A few hours later, in front of Warsaw Castle, Joseph Biden, define another vision of the world, founded on the defense of freedom and democracy. After returning from Kiev, he quoted Putin only once, and vehemently denied that the West was trying to attack or destroy Russia, stating that it was the Kremlin chief who chose war. The US President did not call him a war criminal this time, but said clearly, “We will move forward against those responsible for the war.” Above all, Biden wanted to play driving matchpresents a portrait of a new zeitgeist for the West, as if to reassure Western allies, concerned about the sustainability of military, economic and political support for Ukraine over time, as shown behind the scenes of the Munich conference.
In the déjà-vu of European history, again marked by a deep and currently incurable rift between East and West, Joseph Biden’s trip to Kiev and his speech in Warsaw also underline the new geostrategic balances. where The focus of US European policy has now shifted eastward and NATO, Central European and Nordic partners have gained more weight. than in the worldview of the countries of Carolingian Europe. It is no coincidence that Biden met yesterday in the Polish capital with the leaders of the so-called “Bucharest Nine,” that is, Bulgaria, Estonia, Romania, Lithuania, Latvia, Poland, Slovakia, the Czech Republic, and Hungary. These are now the new western frontier states, just as Germany was during the Cold War. Since a free Ukraine fighting for freedom and independence now has the aura that West Berlin had during the Cold War.

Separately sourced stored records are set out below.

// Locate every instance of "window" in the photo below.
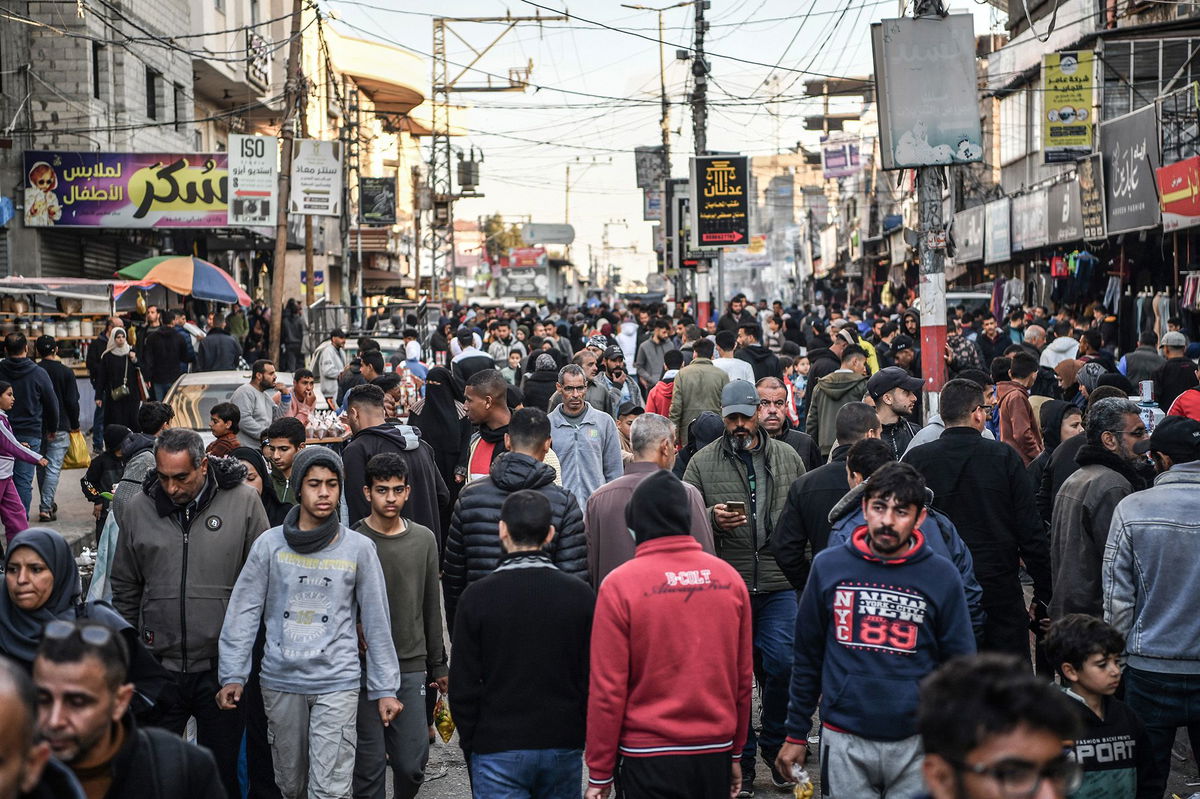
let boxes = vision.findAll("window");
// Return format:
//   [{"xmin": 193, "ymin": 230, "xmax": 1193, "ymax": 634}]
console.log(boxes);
[{"xmin": 146, "ymin": 67, "xmax": 162, "ymax": 119}]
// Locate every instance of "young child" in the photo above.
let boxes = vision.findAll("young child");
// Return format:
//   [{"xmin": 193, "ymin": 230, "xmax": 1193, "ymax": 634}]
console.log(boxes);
[
  {"xmin": 0, "ymin": 380, "xmax": 49, "ymax": 541},
  {"xmin": 1044, "ymin": 613, "xmax": 1153, "ymax": 799},
  {"xmin": 354, "ymin": 452, "xmax": 449, "ymax": 799},
  {"xmin": 204, "ymin": 402, "xmax": 241, "ymax": 458}
]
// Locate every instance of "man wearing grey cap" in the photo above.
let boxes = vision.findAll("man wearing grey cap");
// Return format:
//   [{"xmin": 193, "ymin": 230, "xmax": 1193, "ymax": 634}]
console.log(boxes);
[{"xmin": 683, "ymin": 380, "xmax": 804, "ymax": 792}]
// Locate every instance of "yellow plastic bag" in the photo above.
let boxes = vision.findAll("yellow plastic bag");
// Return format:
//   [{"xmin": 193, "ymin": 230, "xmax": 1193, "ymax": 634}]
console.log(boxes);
[{"xmin": 62, "ymin": 431, "xmax": 91, "ymax": 469}]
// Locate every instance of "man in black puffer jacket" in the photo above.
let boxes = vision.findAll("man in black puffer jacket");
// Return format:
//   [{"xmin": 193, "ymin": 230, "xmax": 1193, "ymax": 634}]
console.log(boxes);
[{"xmin": 443, "ymin": 408, "xmax": 588, "ymax": 631}]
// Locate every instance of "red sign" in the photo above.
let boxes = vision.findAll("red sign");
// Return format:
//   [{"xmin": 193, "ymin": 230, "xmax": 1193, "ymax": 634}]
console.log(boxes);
[{"xmin": 1154, "ymin": 156, "xmax": 1200, "ymax": 230}]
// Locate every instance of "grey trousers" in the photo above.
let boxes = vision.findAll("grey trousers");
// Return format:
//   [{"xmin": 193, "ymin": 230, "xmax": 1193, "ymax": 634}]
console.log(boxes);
[
  {"xmin": 354, "ymin": 672, "xmax": 430, "ymax": 799},
  {"xmin": 263, "ymin": 687, "xmax": 357, "ymax": 799},
  {"xmin": 821, "ymin": 727, "xmax": 925, "ymax": 799}
]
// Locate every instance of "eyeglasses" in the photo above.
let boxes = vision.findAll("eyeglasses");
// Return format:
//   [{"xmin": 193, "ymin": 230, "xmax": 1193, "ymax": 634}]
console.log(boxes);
[{"xmin": 950, "ymin": 755, "xmax": 1084, "ymax": 799}]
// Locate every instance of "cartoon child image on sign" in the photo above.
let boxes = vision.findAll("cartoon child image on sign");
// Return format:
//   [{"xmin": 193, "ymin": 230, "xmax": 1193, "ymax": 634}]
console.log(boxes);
[{"xmin": 25, "ymin": 161, "xmax": 62, "ymax": 228}]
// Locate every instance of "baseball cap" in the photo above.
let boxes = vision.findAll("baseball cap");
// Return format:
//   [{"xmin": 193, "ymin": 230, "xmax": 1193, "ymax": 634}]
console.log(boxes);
[
  {"xmin": 721, "ymin": 380, "xmax": 758, "ymax": 416},
  {"xmin": 866, "ymin": 366, "xmax": 925, "ymax": 400},
  {"xmin": 1133, "ymin": 416, "xmax": 1200, "ymax": 463},
  {"xmin": 1163, "ymin": 330, "xmax": 1188, "ymax": 347}
]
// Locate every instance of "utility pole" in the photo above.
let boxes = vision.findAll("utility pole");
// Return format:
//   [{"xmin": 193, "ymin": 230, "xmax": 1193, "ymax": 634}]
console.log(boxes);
[{"xmin": 270, "ymin": 0, "xmax": 304, "ymax": 362}]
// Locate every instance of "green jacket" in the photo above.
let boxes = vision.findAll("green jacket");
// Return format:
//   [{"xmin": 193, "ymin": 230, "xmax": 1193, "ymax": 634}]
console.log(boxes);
[
  {"xmin": 676, "ymin": 429, "xmax": 804, "ymax": 594},
  {"xmin": 670, "ymin": 358, "xmax": 730, "ymax": 446},
  {"xmin": 804, "ymin": 371, "xmax": 866, "ymax": 456}
]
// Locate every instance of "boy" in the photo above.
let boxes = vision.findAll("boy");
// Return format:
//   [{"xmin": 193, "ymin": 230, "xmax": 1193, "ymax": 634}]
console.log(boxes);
[
  {"xmin": 354, "ymin": 452, "xmax": 449, "ymax": 799},
  {"xmin": 263, "ymin": 416, "xmax": 306, "ymax": 505},
  {"xmin": 217, "ymin": 446, "xmax": 401, "ymax": 799},
  {"xmin": 204, "ymin": 402, "xmax": 241, "ymax": 458},
  {"xmin": 1044, "ymin": 613, "xmax": 1157, "ymax": 799}
]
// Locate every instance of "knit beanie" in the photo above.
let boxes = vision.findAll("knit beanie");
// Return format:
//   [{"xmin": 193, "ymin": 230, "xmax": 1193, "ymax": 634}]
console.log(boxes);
[{"xmin": 625, "ymin": 469, "xmax": 691, "ymax": 543}]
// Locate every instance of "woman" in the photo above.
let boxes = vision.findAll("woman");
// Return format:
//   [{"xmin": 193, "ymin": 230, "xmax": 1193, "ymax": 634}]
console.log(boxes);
[
  {"xmin": 0, "ymin": 527, "xmax": 173, "ymax": 714},
  {"xmin": 96, "ymin": 328, "xmax": 142, "ymax": 433},
  {"xmin": 228, "ymin": 446, "xmax": 292, "ymax": 527}
]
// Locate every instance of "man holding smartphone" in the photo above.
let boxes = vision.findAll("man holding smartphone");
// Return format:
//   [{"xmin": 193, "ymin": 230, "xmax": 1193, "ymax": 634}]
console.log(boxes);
[{"xmin": 684, "ymin": 380, "xmax": 804, "ymax": 797}]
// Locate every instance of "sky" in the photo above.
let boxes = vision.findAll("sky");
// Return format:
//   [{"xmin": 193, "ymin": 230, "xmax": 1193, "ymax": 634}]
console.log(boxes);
[{"xmin": 322, "ymin": 0, "xmax": 1002, "ymax": 281}]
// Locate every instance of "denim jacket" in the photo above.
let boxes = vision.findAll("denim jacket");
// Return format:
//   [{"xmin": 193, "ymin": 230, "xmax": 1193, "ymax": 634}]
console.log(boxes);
[{"xmin": 1103, "ymin": 461, "xmax": 1200, "ymax": 674}]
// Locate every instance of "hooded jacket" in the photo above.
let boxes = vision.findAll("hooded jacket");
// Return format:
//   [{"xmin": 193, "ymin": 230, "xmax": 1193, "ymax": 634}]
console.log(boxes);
[
  {"xmin": 1050, "ymin": 444, "xmax": 1146, "ymax": 619},
  {"xmin": 804, "ymin": 370, "xmax": 866, "ymax": 455},
  {"xmin": 0, "ymin": 358, "xmax": 57, "ymax": 440},
  {"xmin": 786, "ymin": 527, "xmax": 976, "ymax": 743},
  {"xmin": 112, "ymin": 458, "xmax": 270, "ymax": 672},
  {"xmin": 342, "ymin": 422, "xmax": 450, "ymax": 532},
  {"xmin": 442, "ymin": 452, "xmax": 588, "ymax": 625}
]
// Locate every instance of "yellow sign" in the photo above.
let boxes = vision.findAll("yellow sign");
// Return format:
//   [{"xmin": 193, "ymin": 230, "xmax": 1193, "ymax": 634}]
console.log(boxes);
[{"xmin": 1042, "ymin": 50, "xmax": 1096, "ymax": 163}]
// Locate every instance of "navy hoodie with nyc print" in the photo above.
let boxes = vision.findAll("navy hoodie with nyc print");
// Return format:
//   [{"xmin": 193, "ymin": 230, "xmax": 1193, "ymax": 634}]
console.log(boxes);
[{"xmin": 787, "ymin": 527, "xmax": 976, "ymax": 743}]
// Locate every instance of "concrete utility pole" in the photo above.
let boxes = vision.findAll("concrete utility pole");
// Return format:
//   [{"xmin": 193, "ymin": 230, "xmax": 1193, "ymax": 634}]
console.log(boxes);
[{"xmin": 270, "ymin": 0, "xmax": 304, "ymax": 364}]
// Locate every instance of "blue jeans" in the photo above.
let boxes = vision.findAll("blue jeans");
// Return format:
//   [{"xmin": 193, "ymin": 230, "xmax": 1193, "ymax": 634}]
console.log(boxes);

In a European enamel afternoon, pay attention again to the past that returns, as well as solidity and coherence, However, the West must not forget to look up to the challenges of the future, where it is not Vladimir Putin’s backward and armored Russia that stands out but the new Chinese superpower. and seeking to strike the right balance between essential support for Kiev and the need to prevent Beijing from defining its new strategic priorities in alliance with Moscow.